Under 6th Circuit precedent, the ruling was not a difficult one. Title IX prohibits “sex discrimination,” and the Supreme Court has held that sex discrimination includes sex stereotyping. Under 6th Circuit precedent, discriminating against an individual for “fail[ing] to act and/or identity with his or her gender” constitutes impermissible sex stereotyping. When a school mistreats a transgender student, it is effectively punishing her for failing to identify with the gender she was assigned at birth. That constitutes sex stereotyping, and thus unlawful sex discrimination under Title IX.

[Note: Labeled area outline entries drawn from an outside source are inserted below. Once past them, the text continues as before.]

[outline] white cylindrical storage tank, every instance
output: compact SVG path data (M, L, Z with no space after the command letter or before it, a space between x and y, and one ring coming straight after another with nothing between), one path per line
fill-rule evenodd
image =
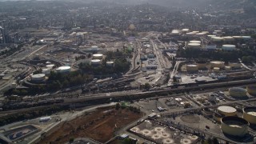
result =
M198 62L197 66L198 67L198 69L206 69L207 66L206 62Z
M239 69L239 68L241 68L241 63L229 62L229 66L231 66L232 69Z
M224 37L224 41L225 42L233 42L234 41L234 38L233 37Z
M229 89L229 93L231 97L243 98L246 97L246 90L241 87L232 87Z
M213 37L216 37L216 35L207 35L207 37L208 37L209 38L213 38Z
M190 31L190 29L182 29L182 31L183 33L186 33L186 32L189 32Z
M246 89L247 89L247 92L248 92L250 95L256 96L256 85L248 86L246 87Z
M46 78L45 74L37 74L31 76L31 80L40 82L40 81L43 81L45 78Z
M234 45L222 45L222 50L235 50L235 46Z
M60 66L58 69L56 69L58 73L70 73L71 70L70 66Z
M237 114L237 110L234 107L228 106L218 106L217 111L226 116L235 116Z
M220 70L219 67L214 67L214 73L218 73Z
M190 41L190 43L201 43L201 41Z
M249 122L239 117L224 117L222 118L221 129L226 134L244 137L248 133Z
M50 72L50 69L42 69L42 73L45 74L49 74Z
M90 61L91 65L100 65L102 61L100 59L92 59Z
M189 43L187 47L190 49L200 49L201 44L200 43Z
M46 68L51 70L51 69L53 69L53 67L54 67L54 66L55 66L55 65L54 65L54 64L46 65Z
M242 36L233 36L234 40L239 40L242 39Z
M249 39L251 38L250 36L242 36L242 39L244 39L244 40L249 40Z
M210 68L214 68L214 67L222 68L224 67L224 62L213 61L210 62Z
M110 62L106 62L106 66L109 67L113 67L114 66L114 62L110 61Z
M198 70L198 67L197 65L186 65L187 72L194 72Z
M102 59L103 54L93 54L93 58L94 59Z
M256 125L256 106L245 107L242 111L242 118L250 124Z
M225 66L224 69L226 70L231 70L231 66Z
M224 38L222 37L212 37L211 41L212 42L222 42L224 40Z

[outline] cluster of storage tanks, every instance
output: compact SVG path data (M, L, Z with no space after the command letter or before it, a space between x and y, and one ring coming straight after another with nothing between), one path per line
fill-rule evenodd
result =
M247 93L250 95L256 96L256 85L248 86L246 89L241 87L232 87L229 89L230 95L234 98L246 97Z
M256 107L245 107L242 118L237 116L237 110L228 106L218 107L214 118L221 122L222 131L228 135L244 137L250 124L256 124Z

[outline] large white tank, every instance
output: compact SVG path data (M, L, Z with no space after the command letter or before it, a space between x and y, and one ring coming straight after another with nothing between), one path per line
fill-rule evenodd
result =
M201 41L190 41L190 43L201 43Z
M46 68L51 70L51 69L53 69L53 67L54 67L54 66L55 66L55 65L54 65L54 64L46 65Z
M246 90L241 87L230 88L229 93L231 97L234 97L234 98L246 97Z
M241 68L241 63L229 62L229 66L231 66L232 69L239 69L239 68Z
M70 73L71 70L70 66L60 66L56 69L58 73Z
M186 32L189 32L190 31L190 29L182 29L182 31L183 33L186 33Z
M37 74L31 76L32 81L40 82L40 81L43 81L45 78L46 78L45 74Z
M248 92L250 95L256 96L256 85L248 86L246 87L246 89L247 89L247 92Z
M42 69L42 73L45 74L49 74L50 72L50 69Z
M90 61L91 65L100 65L102 61L100 59L92 59Z
M249 40L249 39L251 38L250 36L242 36L242 39L244 39L244 40Z
M256 107L248 106L242 110L242 118L250 122L250 124L256 125Z
M106 62L106 66L113 67L114 66L114 62L113 61Z
M239 40L242 39L242 36L233 36L234 40Z
M94 59L102 59L103 54L93 54L93 58Z
M213 37L216 37L216 35L207 35L207 37L208 37L209 38L213 38Z
M190 49L200 49L201 44L200 43L189 43L187 47Z
M217 111L226 116L235 116L237 114L237 110L234 107L228 106L218 106Z
M235 50L235 46L234 45L222 45L222 50L227 50L227 51Z
M214 68L214 67L222 68L224 67L224 62L212 61L212 62L210 62L210 68Z
M234 38L233 37L224 37L224 41L225 42L233 42L234 41Z
M232 68L231 68L231 66L225 66L224 69L226 70L230 70Z
M206 69L207 66L206 62L198 62L197 66L198 67L198 69Z
M224 38L222 37L212 37L211 41L212 42L222 42L224 40Z
M197 65L186 65L187 72L194 72L198 70L198 67Z
M226 134L244 137L248 133L249 122L239 117L224 117L221 129Z
M218 73L220 70L220 68L219 67L214 67L214 73Z

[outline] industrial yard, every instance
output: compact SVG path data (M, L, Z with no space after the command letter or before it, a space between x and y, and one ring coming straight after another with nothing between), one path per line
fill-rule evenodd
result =
M142 113L134 113L128 109L115 110L113 106L98 108L70 122L60 123L40 143L63 143L70 138L84 137L104 143L114 137L115 131L142 115Z
M0 143L255 143L256 2L199 1L1 1Z

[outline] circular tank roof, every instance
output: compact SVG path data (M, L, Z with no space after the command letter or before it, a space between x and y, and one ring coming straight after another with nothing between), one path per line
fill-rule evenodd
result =
M224 64L223 62L220 62L220 61L212 61L212 62L210 62L210 63L212 63L212 64Z
M93 54L93 56L94 56L94 57L102 57L102 56L103 56L103 54Z
M234 113L237 111L235 108L227 106L218 106L218 110L225 113Z
M201 43L201 41L190 41L190 43Z
M249 122L239 117L228 116L222 118L222 122L234 127L249 126Z
M200 43L189 43L188 46L199 46Z
M45 76L46 76L45 74L37 74L32 75L32 78L42 78L42 77L45 77Z
M197 65L186 65L186 66L189 66L189 67L197 67L198 66L197 66Z
M68 70L70 69L70 66L60 66L57 70Z
M246 90L242 87L232 87L230 88L230 90L234 92L246 92Z
M113 62L113 61L110 61L110 62L106 62L106 63L107 63L107 64L113 64L114 62Z
M100 59L92 59L91 60L92 62L101 62Z
M222 47L235 47L234 45L222 45Z
M250 115L256 116L256 106L248 106L243 108L243 111Z

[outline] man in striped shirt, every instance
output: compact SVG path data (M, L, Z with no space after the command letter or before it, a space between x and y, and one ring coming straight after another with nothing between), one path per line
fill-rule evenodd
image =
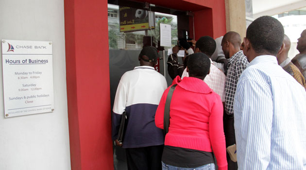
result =
M234 96L240 75L249 62L243 52L240 50L241 38L239 34L229 32L224 35L221 45L225 57L228 59L228 67L225 88L225 111L223 124L226 147L236 144L234 128ZM237 170L237 163L234 162L227 154L228 170Z
M250 63L234 99L238 167L240 170L306 170L306 92L277 64L284 28L268 16L247 30Z

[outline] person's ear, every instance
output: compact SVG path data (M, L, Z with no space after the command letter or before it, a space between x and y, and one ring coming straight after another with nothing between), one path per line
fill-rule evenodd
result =
M225 47L229 47L229 42L228 42L228 41L226 41L226 42L225 42Z
M286 45L285 45L285 43L283 43L283 44L282 44L282 46L281 46L281 48L279 49L279 51L278 51L278 52L277 52L277 54L276 55L276 56L279 55L279 54L283 53L283 52L284 51L284 50L285 50L285 46Z
M195 49L194 49L194 53L198 53L199 52L199 51L200 50L199 50L199 48L197 47L196 47Z
M247 51L251 49L251 42L246 37L243 38L243 42L244 43L244 50Z

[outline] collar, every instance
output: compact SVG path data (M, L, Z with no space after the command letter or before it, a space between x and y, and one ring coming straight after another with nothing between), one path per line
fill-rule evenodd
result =
M257 64L262 63L270 63L272 64L275 64L276 65L278 65L277 64L277 60L276 60L276 57L273 55L262 55L257 56L255 57L247 66L247 68L249 67L251 67L253 65L255 65Z
M214 62L212 62L212 60L211 60L211 59L210 59L210 58L209 58L209 60L210 60L210 63L212 64L213 65L214 64Z
M228 59L228 62L232 64L233 63L234 63L234 62L236 60L237 58L238 58L238 57L240 57L242 55L244 54L243 54L243 51L242 50L240 50L233 55L232 57Z
M151 66L137 66L137 67L135 67L134 68L134 69L139 69L139 68L151 69L155 70L155 69L154 69L153 67L151 67Z
M177 76L172 85L177 84L181 87L195 93L208 94L212 90L202 80L195 77L185 77L183 80Z
M291 62L291 60L290 59L290 58L289 58L289 57L288 57L286 60L285 60L285 61L284 61L282 63L281 63L279 65L282 68L283 68L285 66L287 66L290 62Z

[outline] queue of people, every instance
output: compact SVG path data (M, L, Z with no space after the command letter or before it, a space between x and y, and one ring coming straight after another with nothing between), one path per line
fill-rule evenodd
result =
M194 50L180 40L188 55L181 64L172 48L168 88L154 70L157 50L144 47L140 66L121 78L112 113L112 138L126 149L128 169L306 170L306 30L298 41L290 61L290 40L268 16L254 21L242 42L235 32L190 41Z

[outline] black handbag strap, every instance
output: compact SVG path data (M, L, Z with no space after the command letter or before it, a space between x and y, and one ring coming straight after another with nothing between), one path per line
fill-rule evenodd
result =
M166 134L168 133L169 129L169 124L170 122L170 103L171 103L171 99L173 91L175 89L175 86L177 85L173 85L169 89L168 94L167 95L167 99L166 100L166 103L165 103L165 110L164 111L164 136L166 136Z

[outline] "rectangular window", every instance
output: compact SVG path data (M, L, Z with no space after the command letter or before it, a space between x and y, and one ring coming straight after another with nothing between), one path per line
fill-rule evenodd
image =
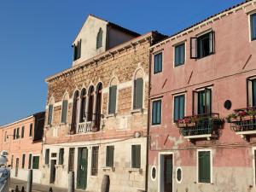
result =
M251 40L256 39L256 14L251 15Z
M117 85L109 87L108 114L115 113Z
M215 33L209 32L197 38L190 38L190 58L200 59L215 51Z
M33 131L33 124L30 124L30 125L29 125L29 137L32 136L32 131Z
M106 166L113 167L114 146L107 146Z
M59 165L63 165L64 163L64 148L61 148L59 152Z
M154 55L154 74L162 72L162 53Z
M53 105L49 105L48 110L48 125L51 125L52 114L53 114Z
M152 104L152 125L161 124L162 101L154 101Z
M198 114L212 113L212 90L205 89L197 92Z
M182 44L175 46L175 53L174 53L174 66L181 66L185 63L185 44Z
M177 122L178 119L182 119L184 117L185 111L185 96L174 96L174 121Z
M61 123L67 122L67 100L62 102Z
M16 139L16 129L14 129L14 140Z
M69 148L68 154L68 172L73 172L74 166L74 148Z
M25 168L25 160L26 160L26 154L22 154L22 169Z
M21 127L21 138L24 138L25 126Z
M28 169L31 169L31 165L32 164L32 154L29 154L28 156Z
M45 154L44 154L44 163L45 165L49 165L49 148L47 148L45 150Z
M91 150L91 170L90 175L96 176L98 174L98 157L99 147L92 147Z
M138 78L134 80L133 109L143 108L143 79Z
M211 183L211 152L198 151L198 182Z
M39 169L39 156L33 156L32 169Z
M131 146L131 168L141 168L141 145Z
M17 128L16 138L20 138L20 127Z

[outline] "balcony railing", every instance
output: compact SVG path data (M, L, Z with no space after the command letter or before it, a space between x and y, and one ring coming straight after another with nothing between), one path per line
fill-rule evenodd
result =
M227 117L231 129L241 137L256 135L256 108L235 109L234 113Z
M191 140L196 138L218 137L219 130L224 123L218 113L207 113L184 117L177 122L180 133L185 138Z
M87 133L92 131L92 121L78 124L78 133Z

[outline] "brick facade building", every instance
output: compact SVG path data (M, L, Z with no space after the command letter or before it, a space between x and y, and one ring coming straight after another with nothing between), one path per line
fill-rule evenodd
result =
M112 192L145 189L149 47L162 38L88 17L73 67L46 79L43 183L67 187L74 171L77 189L99 191L104 175Z

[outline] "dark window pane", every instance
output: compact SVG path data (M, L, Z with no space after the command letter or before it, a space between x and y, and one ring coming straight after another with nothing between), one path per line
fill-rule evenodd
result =
M256 39L256 14L251 15L251 38Z
M154 73L162 71L162 53L154 55Z
M211 182L210 151L198 152L198 174L200 183Z
M175 67L184 64L185 61L185 44L175 47Z
M141 168L141 146L131 146L131 168Z

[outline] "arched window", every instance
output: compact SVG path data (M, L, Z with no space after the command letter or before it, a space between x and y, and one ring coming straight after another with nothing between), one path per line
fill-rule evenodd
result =
M68 94L66 93L62 100L61 108L61 123L67 123L67 107L68 107Z
M102 28L100 28L96 38L96 49L102 47L102 38L103 38L103 31Z
M74 134L78 125L78 106L79 102L79 92L76 90L73 99L73 112L72 112L72 124L71 124L71 133Z
M48 107L48 122L47 122L48 125L52 125L54 103L55 103L55 100L54 98L51 98Z
M109 96L108 96L108 114L116 113L116 96L117 96L118 81L114 78L110 82Z
M133 82L133 109L143 108L143 76L142 69L136 72Z
M87 115L87 121L92 121L92 115L93 115L93 104L94 104L94 87L90 86L88 91L88 115Z
M102 84L99 83L96 86L96 119L95 126L97 130L101 127L101 115L102 115Z
M81 108L80 108L80 118L79 122L85 121L85 105L86 105L86 90L83 89L81 91Z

There is one problem: In August, the Supreme Court blocked a nearly identical 4th Circuit ruling from taking effect while the justices reviewed the case. But, as the majority explained, that decision hinged on Justice Stephen Breyer’s desire to “preserve the status quo” while the appeal was pending. In that case, preserving the status quo meant continuing to exclude a transgender student from the proper bathroom. But in this case, preserving the status quo meant continuing to allow the transgender plaintiff to use the right bathroom, since she was already permitted to do so due to the lower court’s order. By safeguarding the eleven-year-old’s access to the bathroom, the court effectively “maintained the status quo as opposed to disrupting it.” Moreover, revoking bathroom access for the plaintiff, whom the court calls Doe, could only serve to harm her:
The record establishes that Doe, a vulnerable eleven year old with special needs, will suffer irreparable harm if prohibited from using the girls’ restroom. Her special education class, which previously used the nurse’s restroom to accommodate Doe, has started using the sex-separate multi-user restrooms now that Doe can use the girls’ restrooms. Highland’s exclusion of Doe from the girls’ restrooms has already had substantial and immediate adverse effects on the daily life and well-being of an eleven-year-old child (i.e. multiple suicide attempts prior to entry of the injunction). These are not distant or speculative injuries—staying the injunction would disrupt the significant improvement in Doe’s health and well-being that has resulted from the injunction, further confuse a young girl with special needs who would no longer be allowed to use the girls’ restroom, and subject her to further irreparable harm.
Judge Jeffrey Sutton dissented, coming up with an entirely different interpretation of Breyer's status quo argument: since there has not been a SCOTUS pro-transgender ruling, there should not be any pro-trans rulings.